A la manif, ils ont même chanté Santiano. Puis ils se sont séparés joyeux le soir venu :
_ Je viens demain voir Nat' avec toi, Ok ?
_ Complètement d'accord. Salut !
Natalia est une jeune fille assez autonome, dans la toilette, dans sa façon de gérer ses activités quotidiennes aussi : C'est une lectrice avérée en fin d'après-midi et le soir, le sport le matin et surtout l'art pictural en atelier. Manouchka est toujours ébahie devant la beauté des oeuvres de sa frangine. Bref, elle cherche une solution pour la sortir de l'institut :
_ Nat', j'en parlais juste avant avec Mélodie, on va prendre un duplex en ville à deux, je vais vendre la maison de Mami...
_ Ah bon, répond Natalia avec surprise. Je vais sortir d'ici ? Oh, quel bonheur, Manouchka, viens dans mes bras que je te remercie...
_ Et Sébastien, tu l'oublies ?
_ Oui, il est sorti avec une autre. Mais ce n'est pas grave. J'ai d'autres projets maintenant, non ?

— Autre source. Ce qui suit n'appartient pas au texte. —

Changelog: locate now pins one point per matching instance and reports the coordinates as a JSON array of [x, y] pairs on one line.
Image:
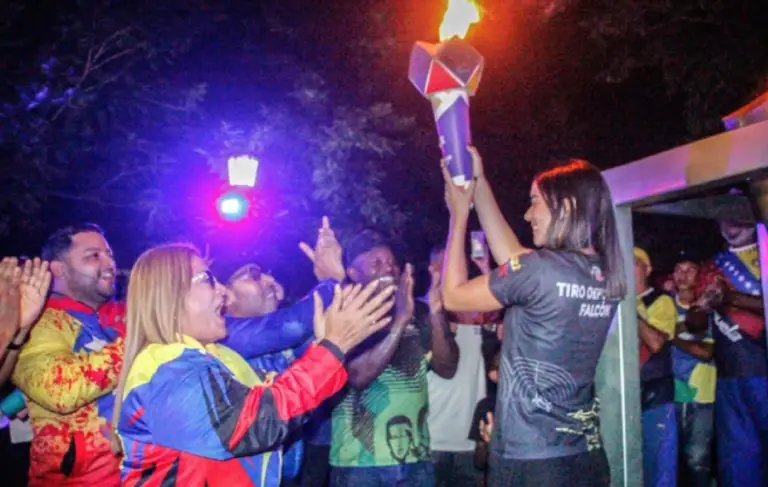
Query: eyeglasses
[[205, 276], [250, 271]]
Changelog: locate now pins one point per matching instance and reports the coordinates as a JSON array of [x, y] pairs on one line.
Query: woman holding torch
[[560, 300]]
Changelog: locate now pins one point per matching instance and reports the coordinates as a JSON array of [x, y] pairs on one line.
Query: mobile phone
[[477, 245]]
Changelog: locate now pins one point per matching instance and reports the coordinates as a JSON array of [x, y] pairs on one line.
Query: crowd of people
[[195, 381]]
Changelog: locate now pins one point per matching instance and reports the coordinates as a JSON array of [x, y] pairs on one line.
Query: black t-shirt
[[555, 326], [484, 406]]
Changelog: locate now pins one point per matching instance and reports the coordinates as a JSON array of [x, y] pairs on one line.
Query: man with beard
[[69, 367], [387, 377], [732, 292]]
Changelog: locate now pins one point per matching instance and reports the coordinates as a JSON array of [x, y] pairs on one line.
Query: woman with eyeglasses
[[189, 412], [559, 301]]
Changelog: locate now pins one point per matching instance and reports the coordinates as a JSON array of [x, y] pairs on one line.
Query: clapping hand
[[35, 282], [486, 427], [354, 314], [327, 254]]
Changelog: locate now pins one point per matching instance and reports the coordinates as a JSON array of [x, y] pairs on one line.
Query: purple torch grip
[[452, 120], [448, 74]]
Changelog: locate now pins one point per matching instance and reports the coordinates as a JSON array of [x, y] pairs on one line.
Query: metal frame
[[664, 180]]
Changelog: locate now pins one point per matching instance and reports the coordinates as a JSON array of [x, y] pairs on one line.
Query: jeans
[[695, 428], [455, 469], [660, 446], [588, 469], [420, 474]]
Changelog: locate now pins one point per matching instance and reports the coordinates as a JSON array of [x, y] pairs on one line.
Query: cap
[[642, 256]]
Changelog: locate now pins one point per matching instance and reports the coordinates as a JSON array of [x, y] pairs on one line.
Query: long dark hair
[[582, 217]]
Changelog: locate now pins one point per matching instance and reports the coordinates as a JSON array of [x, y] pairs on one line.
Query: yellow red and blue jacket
[[197, 415], [68, 370]]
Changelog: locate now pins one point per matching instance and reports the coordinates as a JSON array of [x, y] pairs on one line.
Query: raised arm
[[501, 239], [372, 356], [56, 377], [445, 351], [458, 294]]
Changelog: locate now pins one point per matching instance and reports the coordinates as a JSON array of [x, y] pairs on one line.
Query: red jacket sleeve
[[208, 412]]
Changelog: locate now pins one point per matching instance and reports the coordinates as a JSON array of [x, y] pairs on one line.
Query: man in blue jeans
[[695, 377], [656, 320]]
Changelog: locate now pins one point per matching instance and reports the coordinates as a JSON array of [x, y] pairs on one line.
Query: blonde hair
[[157, 289]]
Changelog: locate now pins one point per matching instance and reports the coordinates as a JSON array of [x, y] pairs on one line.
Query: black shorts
[[589, 469]]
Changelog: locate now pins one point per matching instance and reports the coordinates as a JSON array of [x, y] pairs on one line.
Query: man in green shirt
[[379, 433]]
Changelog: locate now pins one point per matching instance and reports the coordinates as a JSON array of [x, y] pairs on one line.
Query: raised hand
[[10, 300], [477, 163], [35, 282], [349, 321], [483, 263], [458, 200], [327, 254], [404, 301]]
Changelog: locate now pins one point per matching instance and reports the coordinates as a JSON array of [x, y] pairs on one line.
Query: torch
[[447, 74]]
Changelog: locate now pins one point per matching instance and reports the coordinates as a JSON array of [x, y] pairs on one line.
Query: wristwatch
[[16, 346]]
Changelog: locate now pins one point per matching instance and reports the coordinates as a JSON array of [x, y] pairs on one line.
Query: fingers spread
[[307, 251]]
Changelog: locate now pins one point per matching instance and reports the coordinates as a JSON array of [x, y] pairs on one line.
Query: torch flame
[[459, 15]]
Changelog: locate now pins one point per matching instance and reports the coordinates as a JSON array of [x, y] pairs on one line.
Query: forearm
[[455, 266], [63, 382], [700, 350], [649, 336], [12, 356], [445, 351], [9, 362], [500, 237], [366, 366]]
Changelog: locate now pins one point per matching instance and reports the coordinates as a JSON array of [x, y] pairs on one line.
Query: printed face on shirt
[[255, 293], [203, 316], [88, 268], [379, 263], [738, 235], [400, 437], [538, 216], [685, 275]]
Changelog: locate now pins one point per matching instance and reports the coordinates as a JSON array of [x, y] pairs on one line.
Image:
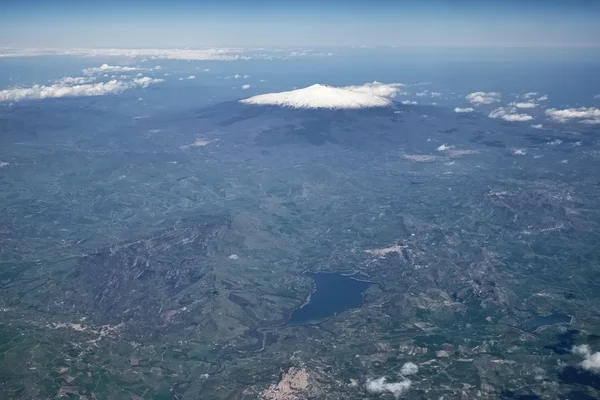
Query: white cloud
[[71, 81], [591, 121], [478, 98], [585, 115], [463, 110], [108, 68], [591, 360], [524, 105], [427, 93], [409, 368], [146, 81], [509, 115], [444, 147], [374, 94], [73, 87], [237, 76], [381, 386]]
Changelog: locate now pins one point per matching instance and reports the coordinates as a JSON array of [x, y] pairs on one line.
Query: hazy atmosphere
[[280, 200]]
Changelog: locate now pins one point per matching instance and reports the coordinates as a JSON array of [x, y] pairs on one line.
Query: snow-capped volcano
[[373, 94]]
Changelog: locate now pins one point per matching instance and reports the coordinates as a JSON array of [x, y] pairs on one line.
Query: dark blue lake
[[334, 293], [542, 320]]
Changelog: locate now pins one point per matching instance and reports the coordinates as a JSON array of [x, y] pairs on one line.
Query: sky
[[287, 23]]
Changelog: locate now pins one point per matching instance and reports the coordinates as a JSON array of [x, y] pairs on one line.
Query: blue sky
[[402, 23]]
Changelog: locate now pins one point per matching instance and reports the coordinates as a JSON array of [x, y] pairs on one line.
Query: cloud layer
[[464, 110], [373, 94], [509, 114], [74, 87], [479, 98], [585, 115]]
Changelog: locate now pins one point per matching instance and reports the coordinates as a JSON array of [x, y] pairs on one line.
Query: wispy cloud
[[105, 68], [585, 115], [464, 110], [479, 98], [524, 105], [509, 115]]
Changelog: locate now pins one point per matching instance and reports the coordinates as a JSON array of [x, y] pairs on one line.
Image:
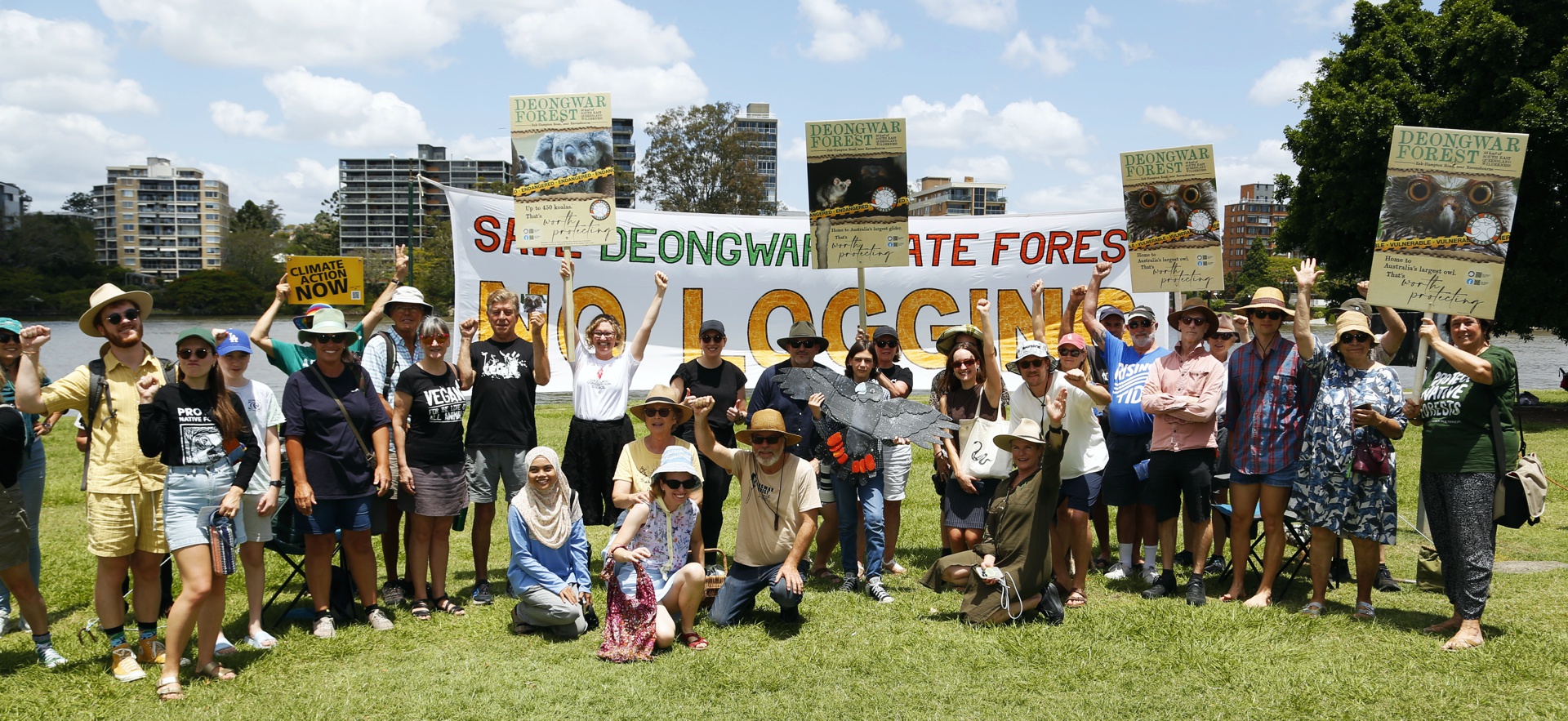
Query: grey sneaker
[[380, 620]]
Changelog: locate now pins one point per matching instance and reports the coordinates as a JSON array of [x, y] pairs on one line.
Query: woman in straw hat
[[1358, 405], [666, 536], [1005, 572]]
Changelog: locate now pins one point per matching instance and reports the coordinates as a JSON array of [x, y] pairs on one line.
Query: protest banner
[[1445, 228], [755, 274], [1174, 220], [336, 281], [565, 163]]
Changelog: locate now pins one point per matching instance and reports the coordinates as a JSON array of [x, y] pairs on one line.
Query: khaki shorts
[[119, 524]]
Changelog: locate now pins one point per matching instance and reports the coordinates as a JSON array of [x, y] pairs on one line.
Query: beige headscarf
[[549, 513]]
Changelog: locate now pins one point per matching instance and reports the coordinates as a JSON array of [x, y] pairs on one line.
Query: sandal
[[444, 603], [421, 610], [170, 690], [216, 671], [693, 642]]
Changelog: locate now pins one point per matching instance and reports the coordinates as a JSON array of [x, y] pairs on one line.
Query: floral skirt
[[1351, 506]]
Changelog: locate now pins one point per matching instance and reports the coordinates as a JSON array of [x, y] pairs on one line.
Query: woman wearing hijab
[[549, 552]]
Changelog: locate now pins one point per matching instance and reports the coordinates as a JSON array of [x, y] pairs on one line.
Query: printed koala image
[[1462, 215], [560, 155]]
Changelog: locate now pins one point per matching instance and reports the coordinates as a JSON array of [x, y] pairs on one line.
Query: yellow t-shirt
[[770, 506], [637, 463]]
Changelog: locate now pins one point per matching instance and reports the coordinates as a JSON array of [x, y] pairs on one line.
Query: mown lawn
[[1118, 657]]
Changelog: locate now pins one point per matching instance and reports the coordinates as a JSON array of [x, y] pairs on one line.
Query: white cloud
[[281, 33], [637, 91], [976, 15], [618, 35], [60, 66], [1283, 82], [1022, 129], [841, 35], [1187, 127]]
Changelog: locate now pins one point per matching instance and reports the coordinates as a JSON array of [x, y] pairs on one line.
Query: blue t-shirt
[[1128, 372]]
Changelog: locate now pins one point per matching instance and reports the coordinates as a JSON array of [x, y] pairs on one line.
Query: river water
[[1539, 358]]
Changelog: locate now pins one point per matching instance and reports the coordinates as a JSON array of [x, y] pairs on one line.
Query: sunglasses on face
[[127, 315]]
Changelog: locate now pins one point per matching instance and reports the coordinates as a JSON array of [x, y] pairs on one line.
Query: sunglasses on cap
[[129, 315]]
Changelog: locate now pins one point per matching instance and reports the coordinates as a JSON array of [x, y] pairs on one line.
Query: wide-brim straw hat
[[802, 330], [328, 322], [1269, 298], [105, 295], [767, 421], [1194, 305], [1026, 429], [662, 395]]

Manouchka en pleure de soulagement.
_ J'aime aussi avoir ce genre d'idées nettes qui sentent la bonne direction. Tu me fais confiance, alors ?
_ Et toi ?
_ On verra bien, Natalia, oui, il faut que l'on est absolument confiance l'une pour l'autre et il n'y a pas de raison. Ne t'inquiètes pas, tu es posée et tu vas y rester, Ok ?
_ Oui, j'espère. Tu sais, je voudrais aller à la bibliothèque, à la piscine, peut-être m'inscrire dans un club de peinture et surtout boire un cocktail un soir, quand il fera beau.
_ Ok, et tu peux même par la suite, te diriger vers un travail à mi-temps.
_ Bon, pour la peine, on va boire un café au distributeur, propose Mélodie.
_ Je vais prendre un rendez-vous avec la directrice du centre et je vais descendre les métiers de tissage ici, on va s'organiser.
Nous sommes à la sortie de l'hiver. Les bourgeons sont là. L'accident a eu lieu au mois de juin. Leurs disparitions pèsent encore très lourd sur mon coeur. Nos parents étaient si doux, personne n'a compris, fauchés en plein bonheur. C'est là que la santé mentale de Natalia s'est dégradée. Elle se tapait la tête contre les murs, se roulait par terre dans sa colère. Après l'intervention des pompiers, elle a été hospitalisée, diagnostiquée schizophrène et placée à l'institut.
_ Je viens de terminer ma deuxième nouvelle, Mélodie, sur un arrêt total planétaire de la dépense carbone inutile.
_ Ah oui, tu m'as fait lire la première, j'ai vachement bien aimé, sur la déforestation et ces parachutistes qui débarquent pour confisquer les bulldozers...
Au sortir de l'hôpital, nos chemins se séparent et j'ai une larme d'émotion, pas très grave. Je me dis que c'est bien, l'amour, qui maintient la planète en un seul morceau, comme mon intuition me l'indiquait. Je me sens sereine à cet instant.